Emmanuel Macron s’est livré à son exercice favori : offrir l’image d’un président à l’écoute, parler des difficultés des Français comme s’il les vivait lui-même, soucieux d’y apporter remède…en poursuivant sa politique, avec ce qu’il faut d’autocritique pour se poser en victime de l’incompréhension générale. Concrètement, des mesurettes dans l’immédiat et des promesses pour le reste.
« Je vous ai entendu »…
Durant une heure le président s’est efforcé de montrer qu’il avait entendu les colères exprimées depuis des mois dans les rues et les ronds-points, donnant en réalité le sentiment qu’il avait découvert les difficultés des Français à l’occasion du « grand débat ». Obligé de concéder qu’il n’avait pas toujours eu une attitude adaptée à la situation, il a rapidement corrigé ce méa culpa en affirmant que l’on ne tarderait pas à voir les effets positifs de sa politique.

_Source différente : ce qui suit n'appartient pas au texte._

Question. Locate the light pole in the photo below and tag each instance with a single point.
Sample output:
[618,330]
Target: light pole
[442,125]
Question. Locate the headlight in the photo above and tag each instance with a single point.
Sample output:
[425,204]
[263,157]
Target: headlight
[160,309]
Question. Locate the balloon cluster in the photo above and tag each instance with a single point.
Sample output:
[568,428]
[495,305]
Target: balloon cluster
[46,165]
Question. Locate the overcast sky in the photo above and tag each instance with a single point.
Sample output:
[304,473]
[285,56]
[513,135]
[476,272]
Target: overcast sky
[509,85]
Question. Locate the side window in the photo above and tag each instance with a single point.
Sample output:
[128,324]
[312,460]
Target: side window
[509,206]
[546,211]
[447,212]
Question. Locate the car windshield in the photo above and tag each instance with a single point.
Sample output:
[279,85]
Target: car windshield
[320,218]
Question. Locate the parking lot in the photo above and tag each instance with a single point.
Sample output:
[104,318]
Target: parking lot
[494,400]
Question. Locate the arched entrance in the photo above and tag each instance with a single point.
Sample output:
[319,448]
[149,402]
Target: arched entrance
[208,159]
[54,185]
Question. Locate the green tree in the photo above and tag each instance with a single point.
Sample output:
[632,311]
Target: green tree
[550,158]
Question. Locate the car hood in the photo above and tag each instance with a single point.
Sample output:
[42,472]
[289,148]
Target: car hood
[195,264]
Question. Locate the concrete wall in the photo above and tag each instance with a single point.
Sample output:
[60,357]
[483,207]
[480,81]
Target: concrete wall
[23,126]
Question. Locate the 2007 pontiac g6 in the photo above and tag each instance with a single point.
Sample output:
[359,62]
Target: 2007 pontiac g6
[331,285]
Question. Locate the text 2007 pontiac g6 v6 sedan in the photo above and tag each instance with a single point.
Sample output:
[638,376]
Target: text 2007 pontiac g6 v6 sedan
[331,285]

D’emblée il était clair qu’il n’était pas question de changer de cap. Changer de méthode oui, dit-il, mais rien de ce qu’il a entrepris ou réalisé ne devait être remis en cause : la hausse de la CSG, la suppression de l’ISF, les privatisations scandaleuses des aéroports de Paris et des barrages hydrauliques…Mais comme ne rien bouger lui était impossible il a confirmé la résindexation des petites pensions sur l’inflation et la promesse de faire dans deux ans le bilan de la suppression de l’ISF et éventuellement d’en revoir les modalités.
Le dégagisme façon Macron
Caractéristique du discours présidentiel, ce souci de mettre les difficultés des salariés et des retraités au compte des politiques de ses prédécesseurs est omniprésent. Dégager sa responsabilité en invoquant les réformes non abouties depuis des décennies et justifier du même coup les siennes et celles à venir pour aller jusqu’au bout de la « modernisation du pays qui doit s’adapter au monde qui change ».
Mais il annonce une autre forme de dégagisme : les difficultés « du quotidien » ne sont pas du ressort président de la République ni de l’Etat mais doivent être assumées par les collectivités dans le cadre d’une nouvelle décentralisation. Quant on connaît les difficultés de financement des collectivités territoriales on peut imaginer que les difficultés du quotidien ne sont pas prêtes de se résorber.
Une nouvelle méthode gouvernement ?
L’incompréhension qui selon lui a accompagné sa politique pourtant si pertinente serait due à une insuffisance de « délibérations démocratiques » à laquelle le « grand débat » a commencé de répondre. Exploitant le reproche qui lui est fait de décider tout seul, il a chargé le gouvernement d’une série de missions censées apporter des réponses aux revendications formulées dans le « grand débat ».
Autre astuce projeter les solutions réclamées par les manifestants salariés et retraités dans les réformes en chantier ou à venir, une façon assez perverse de justifier ce qui a été fait et ce qui est envisagé comme la réforme des retraites. Réforme qui devrait assurer plus de justice et d’égalité en supprimant les régimes spéciaux et en abandonnant, sans le dire, le système de retraite par répartition au profit de la retraite par points. Une promesse de réduction d’impôts en échange d’une réduction des dépenses publiques, traduire par une réduction des services publics.
Des concessions en lien direct avec les mobilisations
Nous reviendrons dans le détail sur les annonces ou les absences d’annonce du président de la République mais d’ores et déjà son discours confirme ce que beaucoup redoutaient : Emmanuel Macron, contraint certes à un peu d’humilité, ne veut rien changer à sa politique malgré l’absence des résultats promis. Les faibles concessions consenties sont le résultat des mobilisations des retraités : réindexation des petites pensions, promesse d’arrêt des fermetures des hôpitaux et des services publics, des personnels de l’éducation : aménagements des conditions de travail des enseignants, de la jeunesse : promesse de lutter contre les dérèglements climatiques, des salariés : promesse d’augmenter leur pouvoir d’achat…
Une constatation s’impose : la mobilisation de toutes les victimes de sa politique peut imposer à ce régime de régression un changement de cap. Les retraités CGT vont s’y employer.